Um das Glück der Deutschen zu vergrößern, halten sich natürlich die bundesdeutschen Medien an diese Vorgaben. Anfang April wurde getitelt: »Mutmaßlicher Giftgaseinsatz in Syrien: Trump nennt Assad ein ›Vieh‹« (Die Welt), »US-AUSSENMINISTERIUM SPRICHT VON ›BEWEIS‹. Syrien steckt hinter Giftgasangriff in Duma« (Bild), »Die zynische Chemiewaffenbruderschaft. Bei der Chlorgasattacke auf die Stadt Duma sterben mindestens 50 Menschen. Die tödliche Bombe hat wohl ein Armeehubschrauber abgeworfen.« (Frankfurter Rundschau), »Ganze Familien erstickt.
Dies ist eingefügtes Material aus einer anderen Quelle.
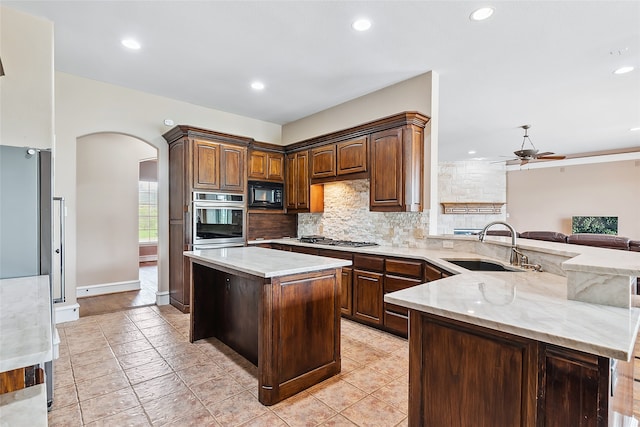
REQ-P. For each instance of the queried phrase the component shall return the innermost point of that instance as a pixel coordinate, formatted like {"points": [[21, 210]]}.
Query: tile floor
{"points": [[137, 368], [109, 303]]}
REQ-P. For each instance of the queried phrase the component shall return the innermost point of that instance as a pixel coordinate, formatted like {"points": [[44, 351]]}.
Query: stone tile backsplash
{"points": [[346, 216], [346, 207], [470, 181]]}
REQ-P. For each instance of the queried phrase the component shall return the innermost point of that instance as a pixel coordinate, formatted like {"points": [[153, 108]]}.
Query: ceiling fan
{"points": [[525, 155]]}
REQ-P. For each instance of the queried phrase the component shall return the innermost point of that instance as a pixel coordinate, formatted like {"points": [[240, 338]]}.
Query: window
{"points": [[147, 211]]}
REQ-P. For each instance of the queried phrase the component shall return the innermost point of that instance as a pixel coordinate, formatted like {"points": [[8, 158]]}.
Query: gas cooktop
{"points": [[321, 240]]}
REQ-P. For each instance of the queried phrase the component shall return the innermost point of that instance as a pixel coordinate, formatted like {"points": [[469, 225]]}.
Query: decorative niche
{"points": [[473, 208]]}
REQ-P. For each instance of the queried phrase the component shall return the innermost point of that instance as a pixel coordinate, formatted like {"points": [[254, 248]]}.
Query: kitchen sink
{"points": [[481, 265]]}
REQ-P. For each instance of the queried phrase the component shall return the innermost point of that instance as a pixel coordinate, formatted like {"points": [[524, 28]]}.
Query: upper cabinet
{"points": [[397, 169], [389, 152], [352, 156], [340, 160], [218, 166], [266, 166]]}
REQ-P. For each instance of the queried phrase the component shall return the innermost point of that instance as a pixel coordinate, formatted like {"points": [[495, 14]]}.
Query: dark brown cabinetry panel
{"points": [[367, 296], [199, 160], [232, 164], [266, 166], [397, 169], [297, 181], [352, 156], [576, 394], [323, 161], [206, 171]]}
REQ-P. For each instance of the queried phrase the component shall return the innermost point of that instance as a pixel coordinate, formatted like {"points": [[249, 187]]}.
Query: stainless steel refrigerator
{"points": [[26, 202]]}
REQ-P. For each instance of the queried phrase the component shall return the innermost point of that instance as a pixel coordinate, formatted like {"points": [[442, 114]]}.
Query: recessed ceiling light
{"points": [[481, 14], [361, 25], [131, 44], [623, 70]]}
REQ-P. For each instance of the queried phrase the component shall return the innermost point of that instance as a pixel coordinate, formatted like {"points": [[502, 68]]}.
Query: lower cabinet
{"points": [[367, 296], [463, 375]]}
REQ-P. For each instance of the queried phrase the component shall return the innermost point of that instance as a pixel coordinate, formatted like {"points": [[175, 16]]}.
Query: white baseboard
{"points": [[67, 313], [162, 298], [107, 288]]}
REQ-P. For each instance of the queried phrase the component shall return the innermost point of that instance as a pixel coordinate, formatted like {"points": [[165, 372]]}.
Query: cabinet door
{"points": [[290, 181], [352, 156], [206, 166], [346, 295], [386, 171], [257, 165], [302, 180], [367, 296], [232, 168], [275, 167], [575, 388], [323, 161]]}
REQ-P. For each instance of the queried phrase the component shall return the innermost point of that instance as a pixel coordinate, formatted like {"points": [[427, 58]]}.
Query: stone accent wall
{"points": [[346, 216], [470, 181]]}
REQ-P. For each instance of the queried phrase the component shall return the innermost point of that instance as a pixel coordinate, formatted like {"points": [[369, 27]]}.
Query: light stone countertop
{"points": [[265, 263], [25, 322], [529, 304]]}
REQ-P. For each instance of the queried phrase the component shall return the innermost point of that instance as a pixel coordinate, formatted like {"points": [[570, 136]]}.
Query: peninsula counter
{"points": [[281, 311]]}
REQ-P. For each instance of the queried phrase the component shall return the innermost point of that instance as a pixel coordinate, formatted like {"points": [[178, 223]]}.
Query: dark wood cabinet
{"points": [[367, 296], [232, 168], [206, 166], [297, 181], [323, 161], [352, 156], [266, 166], [462, 374], [218, 167], [397, 169], [368, 280], [199, 160]]}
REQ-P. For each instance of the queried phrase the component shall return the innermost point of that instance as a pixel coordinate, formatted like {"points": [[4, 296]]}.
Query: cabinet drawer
{"points": [[335, 254], [368, 262], [304, 250], [405, 267], [396, 318], [394, 283], [432, 273]]}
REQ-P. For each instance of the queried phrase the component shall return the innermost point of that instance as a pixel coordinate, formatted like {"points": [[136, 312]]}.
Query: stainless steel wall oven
{"points": [[219, 220]]}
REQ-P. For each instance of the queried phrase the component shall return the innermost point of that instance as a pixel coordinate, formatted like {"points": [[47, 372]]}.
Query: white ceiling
{"points": [[545, 63]]}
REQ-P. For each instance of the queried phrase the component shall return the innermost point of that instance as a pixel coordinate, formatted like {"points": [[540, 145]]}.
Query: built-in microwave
{"points": [[265, 195]]}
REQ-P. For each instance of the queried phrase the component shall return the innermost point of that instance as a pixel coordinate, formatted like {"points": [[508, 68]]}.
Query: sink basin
{"points": [[481, 265]]}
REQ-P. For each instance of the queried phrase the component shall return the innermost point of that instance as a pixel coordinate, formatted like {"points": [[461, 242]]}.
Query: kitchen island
{"points": [[491, 349], [281, 311]]}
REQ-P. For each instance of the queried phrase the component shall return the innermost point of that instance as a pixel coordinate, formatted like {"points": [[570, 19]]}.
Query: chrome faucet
{"points": [[515, 253]]}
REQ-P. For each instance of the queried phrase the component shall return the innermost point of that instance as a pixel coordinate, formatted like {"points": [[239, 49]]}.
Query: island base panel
{"points": [[306, 328], [461, 375], [288, 326]]}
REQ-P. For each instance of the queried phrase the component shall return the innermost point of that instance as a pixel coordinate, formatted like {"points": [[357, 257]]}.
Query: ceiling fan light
{"points": [[481, 14]]}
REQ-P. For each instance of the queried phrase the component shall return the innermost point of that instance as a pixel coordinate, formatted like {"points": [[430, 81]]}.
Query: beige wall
{"points": [[546, 199], [26, 89], [107, 206], [410, 95], [85, 107]]}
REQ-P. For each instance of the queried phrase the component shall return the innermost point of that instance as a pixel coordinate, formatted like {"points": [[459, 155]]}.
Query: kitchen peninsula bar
{"points": [[279, 310]]}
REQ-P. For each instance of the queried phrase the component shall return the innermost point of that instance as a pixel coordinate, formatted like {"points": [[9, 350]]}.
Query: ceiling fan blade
{"points": [[551, 158]]}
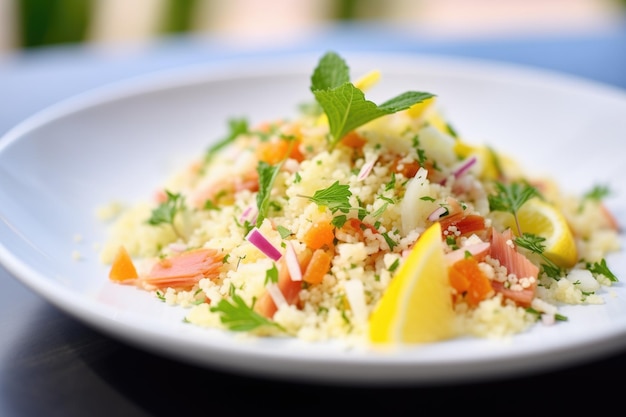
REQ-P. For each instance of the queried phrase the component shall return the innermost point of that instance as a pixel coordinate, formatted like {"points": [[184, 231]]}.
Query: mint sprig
{"points": [[344, 104]]}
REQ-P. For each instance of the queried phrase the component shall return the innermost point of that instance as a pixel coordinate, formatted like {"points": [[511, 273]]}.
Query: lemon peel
{"points": [[417, 305]]}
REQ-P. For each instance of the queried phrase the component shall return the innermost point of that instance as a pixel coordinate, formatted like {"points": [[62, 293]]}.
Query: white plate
{"points": [[122, 141]]}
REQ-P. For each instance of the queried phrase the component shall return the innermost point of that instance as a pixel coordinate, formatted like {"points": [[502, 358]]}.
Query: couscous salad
{"points": [[369, 223]]}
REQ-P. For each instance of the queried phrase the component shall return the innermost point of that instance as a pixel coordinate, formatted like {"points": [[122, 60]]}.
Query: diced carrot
{"points": [[317, 267], [122, 268], [184, 270], [408, 169], [353, 140], [466, 277], [275, 151], [321, 234]]}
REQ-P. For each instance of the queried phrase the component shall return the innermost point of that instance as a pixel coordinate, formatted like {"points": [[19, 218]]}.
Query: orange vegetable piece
{"points": [[122, 268], [353, 140], [184, 270], [273, 152], [466, 278], [321, 234], [318, 267]]}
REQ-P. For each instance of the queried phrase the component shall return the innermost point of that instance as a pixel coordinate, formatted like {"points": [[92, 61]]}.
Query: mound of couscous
{"points": [[296, 228]]}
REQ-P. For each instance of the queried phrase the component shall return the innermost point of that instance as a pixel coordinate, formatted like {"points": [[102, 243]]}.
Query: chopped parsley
{"points": [[238, 316], [166, 212]]}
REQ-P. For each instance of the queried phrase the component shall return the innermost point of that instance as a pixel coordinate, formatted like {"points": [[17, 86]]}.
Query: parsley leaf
{"points": [[336, 197], [344, 104], [238, 316], [166, 212], [602, 269], [597, 193], [510, 198]]}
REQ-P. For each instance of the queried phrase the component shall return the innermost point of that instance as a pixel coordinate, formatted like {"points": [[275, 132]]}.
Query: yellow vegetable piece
{"points": [[487, 160], [368, 80], [417, 306], [543, 219], [419, 109]]}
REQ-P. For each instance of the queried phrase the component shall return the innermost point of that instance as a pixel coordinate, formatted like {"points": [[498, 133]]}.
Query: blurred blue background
{"points": [[36, 23]]}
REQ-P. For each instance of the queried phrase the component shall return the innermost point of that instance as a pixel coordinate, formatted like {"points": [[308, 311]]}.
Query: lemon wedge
{"points": [[368, 80], [417, 306], [543, 219]]}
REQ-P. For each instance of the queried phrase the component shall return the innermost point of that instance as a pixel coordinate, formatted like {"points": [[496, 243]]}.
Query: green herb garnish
{"points": [[166, 212], [238, 316], [344, 104], [336, 197]]}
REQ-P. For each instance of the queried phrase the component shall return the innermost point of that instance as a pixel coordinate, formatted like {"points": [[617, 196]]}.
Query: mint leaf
{"points": [[267, 177], [344, 104], [331, 71]]}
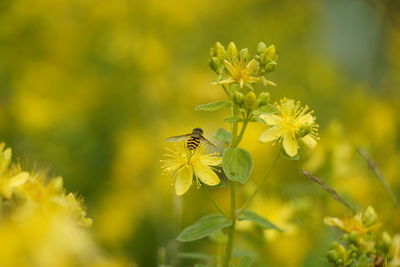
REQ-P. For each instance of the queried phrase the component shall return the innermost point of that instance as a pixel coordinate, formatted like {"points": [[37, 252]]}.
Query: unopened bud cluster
{"points": [[362, 241], [250, 101], [238, 67]]}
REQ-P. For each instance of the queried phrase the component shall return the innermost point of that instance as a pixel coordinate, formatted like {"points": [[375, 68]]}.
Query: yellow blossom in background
{"points": [[289, 123], [41, 224], [181, 164]]}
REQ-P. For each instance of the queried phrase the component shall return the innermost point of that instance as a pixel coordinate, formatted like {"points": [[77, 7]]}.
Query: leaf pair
{"points": [[211, 223]]}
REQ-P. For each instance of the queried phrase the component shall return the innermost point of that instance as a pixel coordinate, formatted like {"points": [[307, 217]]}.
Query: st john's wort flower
{"points": [[181, 165]]}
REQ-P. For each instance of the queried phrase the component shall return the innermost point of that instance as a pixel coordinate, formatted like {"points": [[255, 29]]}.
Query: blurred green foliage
{"points": [[91, 89]]}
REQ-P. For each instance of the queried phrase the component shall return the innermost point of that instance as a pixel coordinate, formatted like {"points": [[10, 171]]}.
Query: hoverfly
{"points": [[193, 139]]}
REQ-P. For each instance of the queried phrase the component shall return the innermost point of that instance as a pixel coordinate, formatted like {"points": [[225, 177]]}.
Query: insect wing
{"points": [[178, 138], [208, 142]]}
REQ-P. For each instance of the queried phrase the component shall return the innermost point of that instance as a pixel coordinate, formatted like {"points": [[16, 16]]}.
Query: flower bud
{"points": [[354, 237], [244, 54], [214, 64], [385, 242], [238, 98], [261, 47], [269, 67], [264, 97], [250, 102], [231, 51], [270, 52], [369, 217], [337, 254], [218, 51]]}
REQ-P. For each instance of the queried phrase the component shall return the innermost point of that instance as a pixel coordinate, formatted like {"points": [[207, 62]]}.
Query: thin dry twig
{"points": [[379, 175], [328, 189]]}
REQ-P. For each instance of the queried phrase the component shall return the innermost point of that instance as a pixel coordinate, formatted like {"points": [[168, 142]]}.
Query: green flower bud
{"points": [[264, 98], [238, 98], [337, 254], [218, 51], [354, 237], [261, 47], [369, 217], [214, 64], [244, 55], [332, 255], [250, 101], [231, 51], [269, 67], [385, 242], [270, 52]]}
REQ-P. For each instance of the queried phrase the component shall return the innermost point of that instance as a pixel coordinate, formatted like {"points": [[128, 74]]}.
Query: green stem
{"points": [[234, 127], [242, 130], [214, 201], [268, 173], [231, 230]]}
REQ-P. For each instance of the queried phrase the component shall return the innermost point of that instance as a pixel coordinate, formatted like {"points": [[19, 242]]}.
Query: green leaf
{"points": [[194, 255], [246, 261], [221, 184], [284, 155], [237, 164], [257, 119], [218, 237], [268, 108], [204, 227], [248, 215], [214, 106], [233, 119], [223, 135]]}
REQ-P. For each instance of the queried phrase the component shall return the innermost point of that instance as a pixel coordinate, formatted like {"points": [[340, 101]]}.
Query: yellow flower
{"points": [[11, 176], [290, 122], [180, 164]]}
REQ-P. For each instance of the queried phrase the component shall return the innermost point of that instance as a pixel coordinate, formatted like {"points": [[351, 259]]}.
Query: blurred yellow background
{"points": [[91, 88]]}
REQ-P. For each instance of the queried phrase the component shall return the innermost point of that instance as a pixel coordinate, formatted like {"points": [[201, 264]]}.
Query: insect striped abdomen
{"points": [[193, 143]]}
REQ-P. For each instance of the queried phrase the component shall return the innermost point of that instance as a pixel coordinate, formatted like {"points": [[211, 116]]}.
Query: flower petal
{"points": [[205, 174], [183, 180], [306, 119], [290, 144], [271, 134], [309, 140], [270, 119], [333, 221], [210, 160]]}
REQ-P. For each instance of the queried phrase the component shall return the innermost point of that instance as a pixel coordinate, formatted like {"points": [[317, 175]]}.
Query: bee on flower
{"points": [[181, 164], [290, 123]]}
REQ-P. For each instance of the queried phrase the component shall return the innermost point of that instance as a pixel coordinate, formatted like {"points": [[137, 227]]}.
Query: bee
{"points": [[193, 139]]}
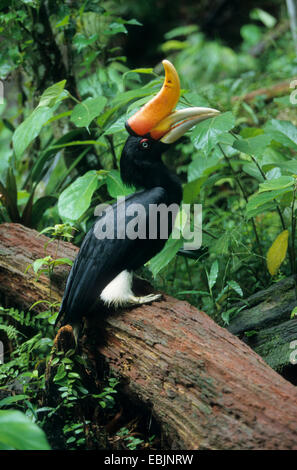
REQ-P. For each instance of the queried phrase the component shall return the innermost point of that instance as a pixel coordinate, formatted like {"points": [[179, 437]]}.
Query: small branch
{"points": [[246, 199]]}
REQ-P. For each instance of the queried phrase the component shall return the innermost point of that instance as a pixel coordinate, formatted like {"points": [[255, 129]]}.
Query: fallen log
{"points": [[267, 327], [273, 91], [204, 386]]}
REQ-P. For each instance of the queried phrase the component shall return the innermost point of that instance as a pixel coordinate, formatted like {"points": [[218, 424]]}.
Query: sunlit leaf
{"points": [[76, 199], [209, 132], [84, 113], [277, 252]]}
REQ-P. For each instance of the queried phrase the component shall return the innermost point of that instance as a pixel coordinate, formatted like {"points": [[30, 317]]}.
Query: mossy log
{"points": [[205, 387]]}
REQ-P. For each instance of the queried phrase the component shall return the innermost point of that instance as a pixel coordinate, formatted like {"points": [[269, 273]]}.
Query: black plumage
{"points": [[99, 261]]}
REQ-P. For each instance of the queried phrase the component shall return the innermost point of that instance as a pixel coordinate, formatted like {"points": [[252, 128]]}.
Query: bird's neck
{"points": [[153, 175]]}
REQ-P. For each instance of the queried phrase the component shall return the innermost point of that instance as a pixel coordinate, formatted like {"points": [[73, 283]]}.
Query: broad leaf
{"points": [[76, 199], [276, 184], [277, 252], [211, 131], [30, 128], [20, 433], [84, 113], [212, 276], [115, 185], [53, 94], [259, 200], [253, 145], [283, 132]]}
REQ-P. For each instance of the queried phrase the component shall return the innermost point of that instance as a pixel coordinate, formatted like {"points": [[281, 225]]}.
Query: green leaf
{"points": [[212, 276], [13, 399], [258, 202], [202, 166], [235, 286], [158, 262], [275, 184], [211, 131], [30, 128], [283, 132], [84, 113], [38, 263], [76, 199], [277, 252], [80, 41], [53, 94], [18, 432], [115, 185], [61, 373], [39, 208], [253, 145], [258, 14]]}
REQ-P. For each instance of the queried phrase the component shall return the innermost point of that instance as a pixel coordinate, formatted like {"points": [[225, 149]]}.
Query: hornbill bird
{"points": [[103, 268]]}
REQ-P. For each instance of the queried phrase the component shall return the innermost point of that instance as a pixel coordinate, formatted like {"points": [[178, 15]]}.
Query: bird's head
{"points": [[153, 127], [158, 121]]}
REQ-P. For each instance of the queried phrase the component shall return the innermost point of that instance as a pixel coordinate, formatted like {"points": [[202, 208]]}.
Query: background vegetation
{"points": [[72, 73]]}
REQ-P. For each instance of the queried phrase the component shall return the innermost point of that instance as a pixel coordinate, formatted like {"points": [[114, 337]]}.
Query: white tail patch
{"points": [[119, 290]]}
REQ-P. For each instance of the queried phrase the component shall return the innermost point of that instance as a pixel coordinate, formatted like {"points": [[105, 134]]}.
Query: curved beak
{"points": [[158, 118]]}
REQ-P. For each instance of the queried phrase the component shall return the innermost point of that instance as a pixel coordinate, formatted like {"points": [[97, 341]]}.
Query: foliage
{"points": [[62, 132]]}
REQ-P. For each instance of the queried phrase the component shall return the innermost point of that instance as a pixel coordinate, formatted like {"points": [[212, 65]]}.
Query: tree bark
{"points": [[205, 387]]}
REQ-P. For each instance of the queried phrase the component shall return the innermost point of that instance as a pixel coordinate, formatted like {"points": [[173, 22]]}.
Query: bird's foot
{"points": [[146, 299]]}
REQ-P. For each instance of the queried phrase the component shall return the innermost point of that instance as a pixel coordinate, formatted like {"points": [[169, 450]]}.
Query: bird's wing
{"points": [[99, 261]]}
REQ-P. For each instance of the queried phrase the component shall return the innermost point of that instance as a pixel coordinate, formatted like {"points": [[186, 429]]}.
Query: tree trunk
{"points": [[205, 387]]}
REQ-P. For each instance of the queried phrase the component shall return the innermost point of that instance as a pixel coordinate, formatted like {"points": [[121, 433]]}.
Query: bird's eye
{"points": [[144, 143]]}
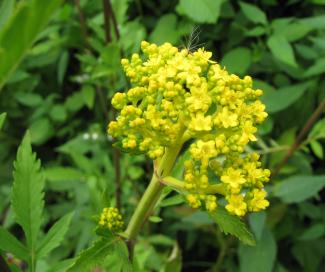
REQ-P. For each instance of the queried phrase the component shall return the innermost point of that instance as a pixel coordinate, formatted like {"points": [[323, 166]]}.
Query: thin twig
{"points": [[82, 20], [102, 102], [107, 14], [3, 265], [309, 124]]}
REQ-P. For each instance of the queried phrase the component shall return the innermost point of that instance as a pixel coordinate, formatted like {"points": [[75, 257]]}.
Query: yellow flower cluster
{"points": [[111, 219], [180, 96]]}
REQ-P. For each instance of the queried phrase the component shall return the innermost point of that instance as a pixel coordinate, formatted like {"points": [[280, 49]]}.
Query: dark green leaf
{"points": [[59, 173], [165, 30], [54, 236], [317, 149], [298, 188], [95, 255], [282, 50], [282, 98], [204, 11], [88, 93], [9, 243], [312, 233], [253, 13], [28, 20], [27, 192], [62, 66], [316, 69], [258, 258], [231, 224], [2, 119], [238, 60], [257, 223], [6, 9]]}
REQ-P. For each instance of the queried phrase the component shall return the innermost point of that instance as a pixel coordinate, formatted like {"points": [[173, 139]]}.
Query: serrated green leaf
{"points": [[6, 9], [29, 18], [59, 173], [9, 243], [253, 13], [282, 50], [88, 94], [95, 255], [2, 119], [123, 255], [282, 98], [231, 224], [298, 188], [203, 11], [27, 192], [258, 258], [54, 236]]}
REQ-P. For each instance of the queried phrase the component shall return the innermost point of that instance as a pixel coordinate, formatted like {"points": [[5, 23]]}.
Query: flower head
{"points": [[111, 218], [180, 96]]}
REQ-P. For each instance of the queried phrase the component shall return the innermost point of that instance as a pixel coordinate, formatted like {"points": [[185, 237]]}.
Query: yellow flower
{"points": [[234, 179], [226, 119], [179, 97], [200, 123], [257, 201], [111, 218], [236, 205]]}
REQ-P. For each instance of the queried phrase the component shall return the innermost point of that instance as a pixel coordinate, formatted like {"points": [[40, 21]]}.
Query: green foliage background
{"points": [[59, 67]]}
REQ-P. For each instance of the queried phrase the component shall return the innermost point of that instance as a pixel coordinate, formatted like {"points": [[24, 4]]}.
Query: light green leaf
{"points": [[165, 30], [257, 223], [97, 253], [258, 258], [27, 192], [282, 98], [312, 233], [253, 13], [298, 188], [174, 262], [28, 20], [203, 11], [54, 236], [9, 243], [2, 119], [88, 93], [231, 224], [58, 173], [291, 30], [6, 9], [316, 69], [282, 50], [238, 60]]}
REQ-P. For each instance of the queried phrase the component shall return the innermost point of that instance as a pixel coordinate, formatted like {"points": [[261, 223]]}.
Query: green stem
{"points": [[152, 193]]}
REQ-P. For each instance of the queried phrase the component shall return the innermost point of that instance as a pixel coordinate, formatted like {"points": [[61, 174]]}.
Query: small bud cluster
{"points": [[181, 94], [111, 218]]}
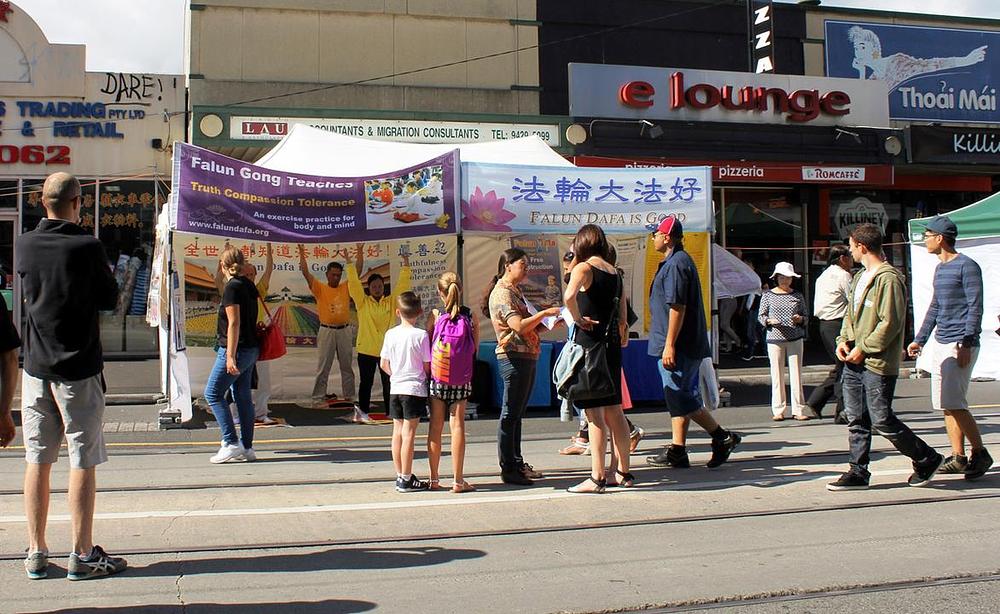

Russland bestreitet Giftgas-Einsatz im syrischen Ost-Ghuta« (Berliner Zeitung).

Die Reaktion der NATO

Russland und Syrien dementierten. Dennoch folgte die verdiente Strafe auf dem Fuß: Die USA, Frankreich und Großbritannien griffen am 14. April Syrien an und feuerten rund 110 Luftbodenraketen und Marschflugkörper gegen angebliche syrische Chemiewaffenzentren. Die »journalistische Sorgfaltspflicht« gebar Schlagzeilen wie diese: »Krieg in Syrien. Endschlacht mit C-Waffen« (taz), »LUFTSCHLAG GEGEN SYRIEN. Das Protokoll einer Strafaktion« (Die Welt), »Angriffe auf Syrien. Donald Trump: ›Perfekt durchgeführter Luftschlag‹« (Stuttgarter Nachrichten), »SO LIEF DER SYRIEN-ANGRIFF AB. Trumps Blitz-Attacke gegen Assad« (Bild), »LUFTSCHLAG GEGEN ASSAD: Begrenzte Angriffsfläche« (FAZ). Angela Merkel und Heiko Maas begrüßten die Luftschläge als »erforderlich und angemessen«.

Die Fakten

Am 26. April fand in Den Haag ein Pressebriefing der „Organisation für das Verbot chemischer Waffen (OPCW)“ statt. Zur Erinnerung: Die OPCW ist die unabhängige internationale Organisation, welche durch die Vertragsstaaten der Chemiewaffenkonvention begründet wurde. Sie überwacht die Einhaltung und Umsetzung dieser Konvention und legt die Rahmenbedingungen für die Vernichtung von Chemiewaffen fest. Dutzende Delegationen von Mitgliedsländern nahmen an der Veranstaltung teil. Die USA, Frankreich und Großbritannien glänzten durch Abwesenheit. Warum wohl?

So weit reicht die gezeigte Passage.